Practically, there’s the obstacle of obtaining a legal and binding referendum. The past vote was based on the Edinburgh Agreement and legislation in Westminster and Holyrood. The First Minister has indicated the democratic arguments of the rights of the Scots. However, that’s unlikely to hold much sway. A right-wing centralist Spanish government has been willing to face down demands for autonomy in Catalonia. Would the newly-emboldened Great Britain be any different?

There are no doubt ways in which democratic public support can be sought. The Scottish Government may win backing in Holyrood from the Greens. However, consent for such action would need to be obtained from the Presiding Officer and the Lord Advocate, both of whom have a key role in legislation. These office holders have changed since the first referendum, where they were both more sympathetic and the legal basis clearer. 

Getting the EU on side

The political hurdles are, also, greater this time than before. Previously the arguments were over how and when Scotland could join the EU, although all accepted ultimately she could remain or become a member. This time the demand is that Scotland should remain and the rest of the UK can depart. But will that be possible? The political earthquake that erupted south of the Border has set tectonic plates shifting, not just in the British isles but across the European continent. The fear that a Brexit would empower dark forces in the EU may come to pass. Will the EU that the UK is about to leave be there for an independent Scotland to join? We cannot know, whatever European Commission President Jean-Claude Juncker may be saying at the moment. The First Minister is right to start engaging with Europe directly. But events such as elections in France and the Netherlands are outwith her control. 

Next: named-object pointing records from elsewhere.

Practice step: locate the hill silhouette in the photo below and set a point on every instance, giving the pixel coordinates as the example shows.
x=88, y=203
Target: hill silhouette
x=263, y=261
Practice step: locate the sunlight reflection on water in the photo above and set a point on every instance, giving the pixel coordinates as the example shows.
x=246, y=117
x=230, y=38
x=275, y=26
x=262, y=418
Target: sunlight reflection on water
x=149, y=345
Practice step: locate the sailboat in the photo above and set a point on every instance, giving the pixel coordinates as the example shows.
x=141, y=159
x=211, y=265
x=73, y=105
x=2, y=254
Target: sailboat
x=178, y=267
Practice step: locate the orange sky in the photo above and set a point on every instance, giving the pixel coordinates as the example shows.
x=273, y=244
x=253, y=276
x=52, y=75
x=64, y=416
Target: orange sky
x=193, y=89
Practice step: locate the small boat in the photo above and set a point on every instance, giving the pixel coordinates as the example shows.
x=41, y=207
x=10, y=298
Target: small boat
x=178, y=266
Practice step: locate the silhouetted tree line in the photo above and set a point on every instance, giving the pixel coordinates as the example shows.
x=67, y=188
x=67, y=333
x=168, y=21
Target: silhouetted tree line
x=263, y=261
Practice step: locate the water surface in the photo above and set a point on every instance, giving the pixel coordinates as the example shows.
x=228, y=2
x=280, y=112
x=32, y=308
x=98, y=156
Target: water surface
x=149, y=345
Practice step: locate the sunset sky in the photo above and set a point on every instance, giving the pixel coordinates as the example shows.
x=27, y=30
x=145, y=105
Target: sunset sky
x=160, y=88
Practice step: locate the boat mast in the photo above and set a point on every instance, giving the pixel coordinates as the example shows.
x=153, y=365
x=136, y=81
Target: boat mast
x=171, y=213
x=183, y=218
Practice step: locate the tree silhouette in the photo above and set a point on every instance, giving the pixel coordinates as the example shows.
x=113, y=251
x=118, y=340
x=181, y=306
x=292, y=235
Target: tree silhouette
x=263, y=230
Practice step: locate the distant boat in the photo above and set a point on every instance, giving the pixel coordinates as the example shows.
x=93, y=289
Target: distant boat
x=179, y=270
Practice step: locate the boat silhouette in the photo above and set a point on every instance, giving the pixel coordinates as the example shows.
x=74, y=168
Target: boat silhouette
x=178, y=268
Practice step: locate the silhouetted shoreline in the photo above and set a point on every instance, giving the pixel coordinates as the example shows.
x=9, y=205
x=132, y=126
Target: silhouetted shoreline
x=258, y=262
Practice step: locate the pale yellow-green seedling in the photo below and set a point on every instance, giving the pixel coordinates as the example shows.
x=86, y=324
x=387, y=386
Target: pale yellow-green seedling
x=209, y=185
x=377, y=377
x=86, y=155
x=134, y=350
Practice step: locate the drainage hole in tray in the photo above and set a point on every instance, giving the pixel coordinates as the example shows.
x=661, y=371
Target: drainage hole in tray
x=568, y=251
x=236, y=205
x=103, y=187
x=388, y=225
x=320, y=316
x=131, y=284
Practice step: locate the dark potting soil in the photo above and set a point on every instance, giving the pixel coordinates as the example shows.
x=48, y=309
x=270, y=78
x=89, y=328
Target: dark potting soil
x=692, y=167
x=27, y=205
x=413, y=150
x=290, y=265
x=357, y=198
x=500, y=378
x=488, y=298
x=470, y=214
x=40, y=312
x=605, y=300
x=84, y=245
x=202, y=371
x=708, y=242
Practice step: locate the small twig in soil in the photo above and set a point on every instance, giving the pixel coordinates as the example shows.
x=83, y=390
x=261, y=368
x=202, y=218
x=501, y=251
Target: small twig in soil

Moreover, currency was the Achilles heel in the last referendum, and hasn’t yet been addressed. George Osborne was adamant in his rejection of a currency union. The options this time round, whether a separate Scottish currency or joining the euro, have yet to be properly explored. A worsened financial situation in the 27 remaining EU members hampers the latter and the former remains politically problematic. 

The problem of borders

Geography is also an obstacle  that will be even harder to address now than before. Scotland can change its constitution, but it cannot alter its location on a shared island. In 2014, the independence argument was simply about changing the political union. Other unions, whether monarchy or social, would remain untouched. The island would remain seamless, without border posts. An independent Scotland, whether in or out of the EU, would almost certainly have to face these issues. That is a significant change from before, and the effect on public opinion unknown.

The risk that's worth it

Ultimately, the bar for a Yes vote may be higher, but the Scots may still be prepared to jump it. As with Ireland in 1920, facing any risk may be better than remaining in the British realm. Boris Johnson as Prime Minister would certainly encourage that. 

David Cameron's lack of sensitivity after the independence referendum fuelled the Scottish National Party surge. But perhaps this time, the new Government will be magnanimous towards Scotland and move to federalism. The Nordic Union offers an example to be explored. Left-wing commentators have called for a progressive alliance to remove the Tories and offer a multi-option referendum on Scotland’s constitution. But that is dependent on SNP and Labour being prepared to work together, and win the debate in England and Wales.

So, Indy Ref The Sequel is on the table. It won’t be the same as the first, and it will be more challenging. But, if there is no plausible alternative, Scots may consider it the only option.

Kenny MacAskill served as a Scottish National MSP between 2007 and 2016, and as Cabinet Secretary for Justice between 2007 and 2014.